The input assumptions are linked between the baseline case and the climate policy case in a complex way. There is the potential for many assumption combinations in baseline and mitigation scenarios, and the full set of assumptions in these two scenarios impacts the assessment of mitigation potential and related costs.

An OECD workshop in September 1998 (Mensbrugghe, 1998) concluded that the emissions reduction costs rely on baseline assumptions. Factors that lead to high cost estimates include high population and GDP growth rates, a relatively clean fuel mix, and relatively high energy costs. Among model parameters two areas were emphasized: the ability to substitute labour for energy, and the interfuel substitution elasticity. Low elasticities lead to high costs.

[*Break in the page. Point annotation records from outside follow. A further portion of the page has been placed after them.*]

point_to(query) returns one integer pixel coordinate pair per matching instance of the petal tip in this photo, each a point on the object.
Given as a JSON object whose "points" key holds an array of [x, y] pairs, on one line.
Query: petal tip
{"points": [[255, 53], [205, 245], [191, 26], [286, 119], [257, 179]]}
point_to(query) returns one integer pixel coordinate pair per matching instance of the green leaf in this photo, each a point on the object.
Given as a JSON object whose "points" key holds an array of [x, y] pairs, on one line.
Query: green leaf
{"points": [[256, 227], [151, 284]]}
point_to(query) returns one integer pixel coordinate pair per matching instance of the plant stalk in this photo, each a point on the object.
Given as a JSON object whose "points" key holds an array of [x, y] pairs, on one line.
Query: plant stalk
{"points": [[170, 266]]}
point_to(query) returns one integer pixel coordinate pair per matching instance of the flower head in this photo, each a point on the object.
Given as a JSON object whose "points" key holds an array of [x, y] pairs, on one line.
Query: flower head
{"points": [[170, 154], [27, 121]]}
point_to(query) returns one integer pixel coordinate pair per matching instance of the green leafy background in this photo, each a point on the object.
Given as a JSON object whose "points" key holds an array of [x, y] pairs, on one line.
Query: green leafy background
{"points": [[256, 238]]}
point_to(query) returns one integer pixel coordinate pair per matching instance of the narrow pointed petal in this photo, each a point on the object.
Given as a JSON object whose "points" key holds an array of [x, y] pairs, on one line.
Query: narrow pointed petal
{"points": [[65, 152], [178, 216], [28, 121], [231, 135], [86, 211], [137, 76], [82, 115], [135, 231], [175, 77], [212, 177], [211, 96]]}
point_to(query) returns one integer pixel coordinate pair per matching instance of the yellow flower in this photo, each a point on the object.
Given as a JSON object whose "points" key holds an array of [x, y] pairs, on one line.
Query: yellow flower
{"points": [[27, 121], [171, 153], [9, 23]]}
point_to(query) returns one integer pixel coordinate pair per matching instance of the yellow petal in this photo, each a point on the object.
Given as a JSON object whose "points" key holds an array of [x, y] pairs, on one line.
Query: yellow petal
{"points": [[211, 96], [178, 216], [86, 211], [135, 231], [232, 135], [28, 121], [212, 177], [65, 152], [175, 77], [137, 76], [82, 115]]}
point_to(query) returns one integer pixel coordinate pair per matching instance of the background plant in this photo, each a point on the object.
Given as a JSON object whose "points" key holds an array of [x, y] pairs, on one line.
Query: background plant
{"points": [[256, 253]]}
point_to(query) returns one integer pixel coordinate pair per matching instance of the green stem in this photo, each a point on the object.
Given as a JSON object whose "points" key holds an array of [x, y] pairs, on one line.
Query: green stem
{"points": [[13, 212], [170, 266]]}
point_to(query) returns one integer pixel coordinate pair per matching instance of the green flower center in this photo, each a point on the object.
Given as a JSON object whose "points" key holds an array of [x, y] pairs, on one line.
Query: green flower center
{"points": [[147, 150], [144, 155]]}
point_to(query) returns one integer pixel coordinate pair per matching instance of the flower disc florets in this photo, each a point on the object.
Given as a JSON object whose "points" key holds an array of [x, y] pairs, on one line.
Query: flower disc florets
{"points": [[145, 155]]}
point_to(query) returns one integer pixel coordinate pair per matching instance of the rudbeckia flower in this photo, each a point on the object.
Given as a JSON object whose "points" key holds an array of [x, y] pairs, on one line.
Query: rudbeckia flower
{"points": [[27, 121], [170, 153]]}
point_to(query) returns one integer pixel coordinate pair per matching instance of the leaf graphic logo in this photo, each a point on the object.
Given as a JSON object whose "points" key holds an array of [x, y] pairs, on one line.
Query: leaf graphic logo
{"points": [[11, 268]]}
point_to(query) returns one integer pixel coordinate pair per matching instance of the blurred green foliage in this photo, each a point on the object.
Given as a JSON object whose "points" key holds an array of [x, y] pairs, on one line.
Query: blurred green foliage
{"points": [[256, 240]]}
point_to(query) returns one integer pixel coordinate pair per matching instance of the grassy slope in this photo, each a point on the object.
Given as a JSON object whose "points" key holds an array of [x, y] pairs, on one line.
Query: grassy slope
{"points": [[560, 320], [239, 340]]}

Table 7.4: Input assumptions used in energy sector mitigation studies
Input assumptions Meaning and relevance
Population All else being equal, high growth increases GHG emissions.
Economic growth Increased economic growth increases energy-using activities and also leads to increased investment, which speeds the turnover of energy-using equipment. Various assumptions on GHG emissions and resource intensities can be used for alternative scenarios.
Energy demand  

– structural change

Different sectors have different energy-intensities; structural change therefore has a major impact on overall energy use.

– technological change

This “energy-efficiency” variable influences the amount of primary energy needed to satisfy given energy services required by a given economic output.

– “lifestyle”

Explains structural changes in consumer behaviour.
Energy supply  

– technology availability and cost

Potential for fuel and technology substitution.

– backstop technology

The cost at which an infinite alternative supply of energy becomes available; this is the upper bound of cost estimates.

– learning

Technology costs related to time, market scale, and institutional capacity.
Price and income elasticities of energy demand Relative changes in energy demand through changes in price or income, respectively; higher elasticities result in larger changes in energy use.
Transaction costs Implementation, administration, scale of the activity.
Policy instruments and regulation  

– instruments

Economic versus regulatory measures.

– barriers

Implementation costs, including costs of overcoming barriers either in the form of institutional aspects or improvements in markets (including capacity building and institutional reforms); behavioural assumptions.
Existing tax systems and tax recycling Recycling of carbon taxes; substitution of distortionary taxes decreases costs.
Ancillary benefits Integration of local and regional environmental policies in most cases generates secondary benefits.
  Social policy goals, like income distribution and employment, can result in different policy rankings.